What is return on ad spend (ROAS)?
Return on ad spend, or ROAS for short, is a widely-used profitability metric to calculate and gauge the profitability of running ads.
The ROAS formula is a rather straightforward calculation: the revenues generated by installs attributed to the ad divided by the cost of running the ad.
Although there are different variations of the ROAS metric, it is mainly used in relation to a specific time period.
Examples of these periods are a week or two: Day 7 ROAS and Day 14 ROAS. These refer to the amount of time after an install has occurred. For example, a Day 7 ROAS would consider the revenues generated by users seven days after they installed the app, based on the ad.
Why is ROAS important?
When a paid user acquisition team runs ads, the ultimate goal is to drive enough quality installs to eventually generate more revenue than the cost of the ad. The lifetime value of a user takes weeks, months, and sometimes years to realize. This means teams require a methodology to quickly understand whether an ad is driving users of a high-enough quality.

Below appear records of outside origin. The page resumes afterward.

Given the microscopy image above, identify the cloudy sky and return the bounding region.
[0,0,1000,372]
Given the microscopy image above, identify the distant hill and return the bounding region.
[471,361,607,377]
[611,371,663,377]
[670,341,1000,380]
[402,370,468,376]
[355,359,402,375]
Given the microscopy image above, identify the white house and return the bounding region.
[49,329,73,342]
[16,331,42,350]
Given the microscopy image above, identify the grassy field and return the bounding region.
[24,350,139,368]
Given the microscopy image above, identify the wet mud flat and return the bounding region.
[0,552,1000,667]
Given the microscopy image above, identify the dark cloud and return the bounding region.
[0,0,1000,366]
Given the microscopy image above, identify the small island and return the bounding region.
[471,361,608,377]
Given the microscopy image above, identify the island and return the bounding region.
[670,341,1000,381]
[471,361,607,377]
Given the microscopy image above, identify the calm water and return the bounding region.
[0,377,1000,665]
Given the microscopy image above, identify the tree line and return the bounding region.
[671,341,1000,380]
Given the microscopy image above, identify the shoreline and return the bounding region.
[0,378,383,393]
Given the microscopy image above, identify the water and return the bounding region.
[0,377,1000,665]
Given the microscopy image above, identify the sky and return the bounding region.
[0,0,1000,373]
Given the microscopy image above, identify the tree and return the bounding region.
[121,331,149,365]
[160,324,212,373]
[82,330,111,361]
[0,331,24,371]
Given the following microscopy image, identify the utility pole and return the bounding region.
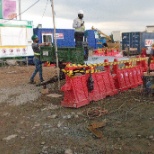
[18,0,21,20]
[51,0,60,89]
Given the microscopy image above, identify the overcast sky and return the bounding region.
[21,0,154,34]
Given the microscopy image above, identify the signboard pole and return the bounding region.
[51,0,60,89]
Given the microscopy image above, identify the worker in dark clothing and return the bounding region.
[29,35,47,84]
[148,44,154,73]
[73,10,85,47]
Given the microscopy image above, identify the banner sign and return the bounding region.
[2,0,17,19]
[56,33,64,39]
[0,19,34,58]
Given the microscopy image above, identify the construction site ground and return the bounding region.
[0,66,154,154]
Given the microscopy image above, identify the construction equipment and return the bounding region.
[91,26,112,41]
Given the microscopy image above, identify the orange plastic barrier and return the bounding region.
[61,71,118,108]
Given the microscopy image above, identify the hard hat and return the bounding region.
[31,34,38,40]
[78,10,84,14]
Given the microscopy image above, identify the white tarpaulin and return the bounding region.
[0,20,34,58]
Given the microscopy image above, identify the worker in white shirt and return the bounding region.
[73,10,85,47]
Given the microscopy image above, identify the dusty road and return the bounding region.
[0,66,154,154]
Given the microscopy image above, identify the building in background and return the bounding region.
[112,31,121,42]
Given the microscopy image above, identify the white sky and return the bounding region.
[21,0,154,34]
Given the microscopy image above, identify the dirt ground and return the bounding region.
[0,66,154,154]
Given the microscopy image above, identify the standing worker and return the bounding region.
[73,10,85,47]
[148,44,154,73]
[29,35,44,84]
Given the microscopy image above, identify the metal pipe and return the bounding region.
[51,0,60,89]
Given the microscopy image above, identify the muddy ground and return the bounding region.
[0,66,154,154]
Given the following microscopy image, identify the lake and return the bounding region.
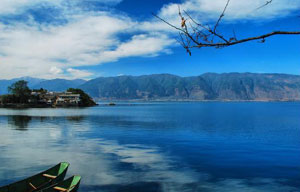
[0,102,300,192]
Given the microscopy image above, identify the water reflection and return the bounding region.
[7,115,32,131]
[0,103,300,192]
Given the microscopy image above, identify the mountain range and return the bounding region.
[0,73,300,101]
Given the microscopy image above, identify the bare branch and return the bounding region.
[153,0,300,55]
[255,0,273,10]
[193,31,300,48]
[214,0,230,33]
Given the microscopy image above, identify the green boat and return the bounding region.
[39,175,81,192]
[0,162,70,192]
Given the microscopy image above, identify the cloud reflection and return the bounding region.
[0,116,297,192]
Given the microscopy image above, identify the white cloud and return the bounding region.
[50,66,63,75]
[0,0,122,15]
[0,0,300,78]
[67,68,93,79]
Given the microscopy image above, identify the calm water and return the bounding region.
[0,102,300,192]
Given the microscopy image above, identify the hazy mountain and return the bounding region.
[0,77,86,94]
[79,73,300,100]
[0,73,300,100]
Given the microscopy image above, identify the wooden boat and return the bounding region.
[39,175,81,192]
[0,162,70,192]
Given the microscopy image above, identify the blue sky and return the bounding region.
[0,0,300,79]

Thus, many teams develop models that attempt to predict the quality of a user from an ad before too much of their budget is spent on an ad that is doomed to be non-profitable. These models’ outputs may show that ads that don’t achieve a Day 7 ROAS of 8% after running for a week won’t reach profitability (ROAS more than 100%).
ROAS and App Store growth
Although ROAS is a strictly paid user acquisition metric, the reality is more complex. If an app marketing team is running an ad on YouTube, and the ROAS seems extremely low, the team will decide to shut down the ad. But what if the ad caused many users to be aware of the brand and then look for it in the App Store? Taking into account that effect would cause the team to continue to run the ad.
To maximize app store growth, smart marketing teams consider the total effect of an ad in addition to the direct ROAS metric.